To investigate the associations between MS incidence and long-term exposures to fine particles (PM2.5), nitrogen dioxide (NO2), and ozone (O3) METHODS: We conducted a population-based cohort study to investigate the associations between long-term exposures to PM2.5, NO2, and O3 and the incidence of MS. Our study population included all Canadian-born residents aged 20-40 years who lived in the province of Ontario, Canada from 2001 to 2013. Incident MS was ascertained from a validated registry. We assigned estimates of annual concentrations of these pollutants to the residential postal codes of subjects for each year during the 13 years of follow-up. We estimated hazard ratios (HRs) and 95% confidence intervals (CIs) for each pollutant separately using random-effects Cox proportional hazards models. We conducted various sensitivity analyses, such as lagging exposure up to 5 years and adjusting for access to neurological care, annual average temperature, and population density.

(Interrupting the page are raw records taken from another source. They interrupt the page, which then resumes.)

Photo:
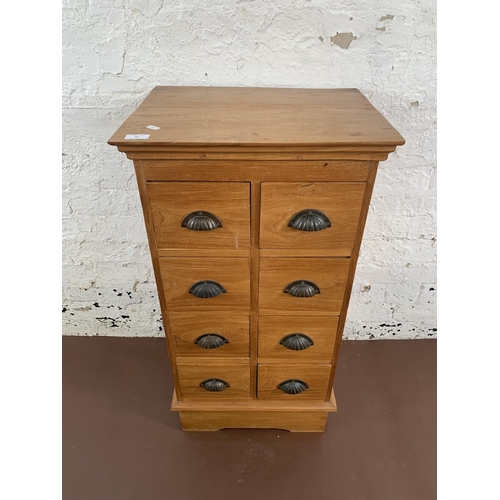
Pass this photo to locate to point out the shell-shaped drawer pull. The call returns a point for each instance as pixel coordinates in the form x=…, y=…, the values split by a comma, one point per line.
x=211, y=341
x=214, y=385
x=293, y=386
x=302, y=288
x=310, y=220
x=201, y=221
x=296, y=341
x=207, y=289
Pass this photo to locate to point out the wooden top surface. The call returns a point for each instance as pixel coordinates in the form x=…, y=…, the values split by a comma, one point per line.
x=226, y=116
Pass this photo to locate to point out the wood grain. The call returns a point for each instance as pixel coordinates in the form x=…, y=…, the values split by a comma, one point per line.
x=171, y=202
x=321, y=330
x=256, y=171
x=148, y=220
x=310, y=421
x=314, y=375
x=254, y=157
x=190, y=116
x=254, y=284
x=352, y=270
x=192, y=375
x=329, y=274
x=186, y=328
x=339, y=201
x=330, y=405
x=179, y=274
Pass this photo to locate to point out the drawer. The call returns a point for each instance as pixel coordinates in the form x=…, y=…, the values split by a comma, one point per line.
x=200, y=214
x=320, y=281
x=297, y=338
x=311, y=379
x=201, y=284
x=311, y=215
x=214, y=381
x=210, y=334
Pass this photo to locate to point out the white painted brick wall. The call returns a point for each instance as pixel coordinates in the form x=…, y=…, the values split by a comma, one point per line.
x=116, y=52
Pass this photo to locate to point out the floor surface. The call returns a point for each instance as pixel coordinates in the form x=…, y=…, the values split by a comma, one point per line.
x=121, y=442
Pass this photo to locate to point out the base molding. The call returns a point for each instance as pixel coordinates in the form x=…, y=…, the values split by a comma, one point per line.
x=254, y=414
x=312, y=421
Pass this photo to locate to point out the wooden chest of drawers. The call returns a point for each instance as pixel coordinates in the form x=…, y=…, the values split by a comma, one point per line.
x=255, y=202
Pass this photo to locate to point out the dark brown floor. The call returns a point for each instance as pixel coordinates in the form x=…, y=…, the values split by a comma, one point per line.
x=120, y=441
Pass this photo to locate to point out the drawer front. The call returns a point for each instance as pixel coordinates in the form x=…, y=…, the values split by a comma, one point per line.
x=311, y=215
x=297, y=338
x=201, y=214
x=316, y=285
x=234, y=380
x=311, y=379
x=210, y=334
x=201, y=284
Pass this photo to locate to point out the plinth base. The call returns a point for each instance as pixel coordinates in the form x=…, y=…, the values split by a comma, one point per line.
x=254, y=414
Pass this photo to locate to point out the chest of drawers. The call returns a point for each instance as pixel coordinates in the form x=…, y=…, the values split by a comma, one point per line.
x=255, y=202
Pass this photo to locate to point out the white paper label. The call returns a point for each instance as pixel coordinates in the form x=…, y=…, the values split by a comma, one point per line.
x=137, y=136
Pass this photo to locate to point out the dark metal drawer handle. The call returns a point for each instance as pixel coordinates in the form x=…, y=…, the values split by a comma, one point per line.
x=296, y=341
x=201, y=221
x=302, y=288
x=293, y=386
x=210, y=341
x=214, y=385
x=310, y=220
x=207, y=289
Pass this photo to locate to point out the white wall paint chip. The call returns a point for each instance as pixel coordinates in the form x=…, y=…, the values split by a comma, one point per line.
x=137, y=136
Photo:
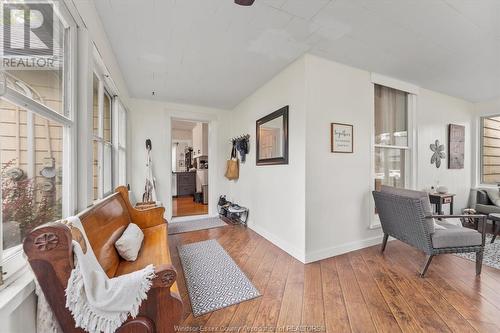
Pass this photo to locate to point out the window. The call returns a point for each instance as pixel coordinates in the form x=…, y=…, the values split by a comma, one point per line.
x=391, y=142
x=391, y=137
x=102, y=143
x=109, y=137
x=121, y=144
x=36, y=136
x=490, y=150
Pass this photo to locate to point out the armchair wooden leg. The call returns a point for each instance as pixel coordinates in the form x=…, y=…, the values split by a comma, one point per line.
x=384, y=243
x=425, y=266
x=479, y=262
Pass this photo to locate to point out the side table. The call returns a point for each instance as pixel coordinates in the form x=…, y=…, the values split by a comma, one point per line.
x=495, y=219
x=440, y=199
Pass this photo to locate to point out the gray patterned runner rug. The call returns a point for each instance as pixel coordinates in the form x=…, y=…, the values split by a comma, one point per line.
x=491, y=256
x=194, y=225
x=213, y=279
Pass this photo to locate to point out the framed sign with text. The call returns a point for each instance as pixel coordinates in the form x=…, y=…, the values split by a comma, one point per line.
x=342, y=138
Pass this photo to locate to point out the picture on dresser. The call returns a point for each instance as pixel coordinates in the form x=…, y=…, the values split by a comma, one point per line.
x=341, y=137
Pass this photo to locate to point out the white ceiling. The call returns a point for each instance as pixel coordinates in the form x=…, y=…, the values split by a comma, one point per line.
x=215, y=53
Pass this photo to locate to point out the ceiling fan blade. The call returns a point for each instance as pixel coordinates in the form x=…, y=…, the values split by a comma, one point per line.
x=244, y=2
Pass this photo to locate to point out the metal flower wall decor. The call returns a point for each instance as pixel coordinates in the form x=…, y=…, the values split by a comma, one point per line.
x=439, y=153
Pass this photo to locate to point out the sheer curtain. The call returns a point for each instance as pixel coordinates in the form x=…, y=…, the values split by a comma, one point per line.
x=391, y=137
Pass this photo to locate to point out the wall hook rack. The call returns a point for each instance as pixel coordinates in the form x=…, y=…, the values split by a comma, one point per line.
x=241, y=137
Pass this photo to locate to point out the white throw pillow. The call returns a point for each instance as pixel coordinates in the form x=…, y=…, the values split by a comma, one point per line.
x=130, y=242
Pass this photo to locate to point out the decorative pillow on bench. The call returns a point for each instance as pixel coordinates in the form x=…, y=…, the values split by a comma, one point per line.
x=130, y=242
x=494, y=196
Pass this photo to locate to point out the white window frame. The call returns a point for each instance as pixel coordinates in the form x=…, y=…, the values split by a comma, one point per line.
x=102, y=92
x=12, y=260
x=411, y=151
x=480, y=154
x=106, y=86
x=120, y=171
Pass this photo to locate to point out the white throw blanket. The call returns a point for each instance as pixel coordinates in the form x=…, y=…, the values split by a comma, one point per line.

Between 2001 and 2013, we identified 6203 incident cases of MS. The adjusted HR of incident MS was 0.96 (95% CI: 0.86-1.07) for PM2.5, 0.91(95% CI: 0.81-1.02) for NO2, and 1.09 (95% CI: 0.98-1.23) for O3. These results were robust to various sensitivity analyses conducted.
In this large population-based cohort, we did not observe significant associations between MS incidence and long-term exposures to PM2.5, NO2, and O3 in adults in Ontario, 2001-2013.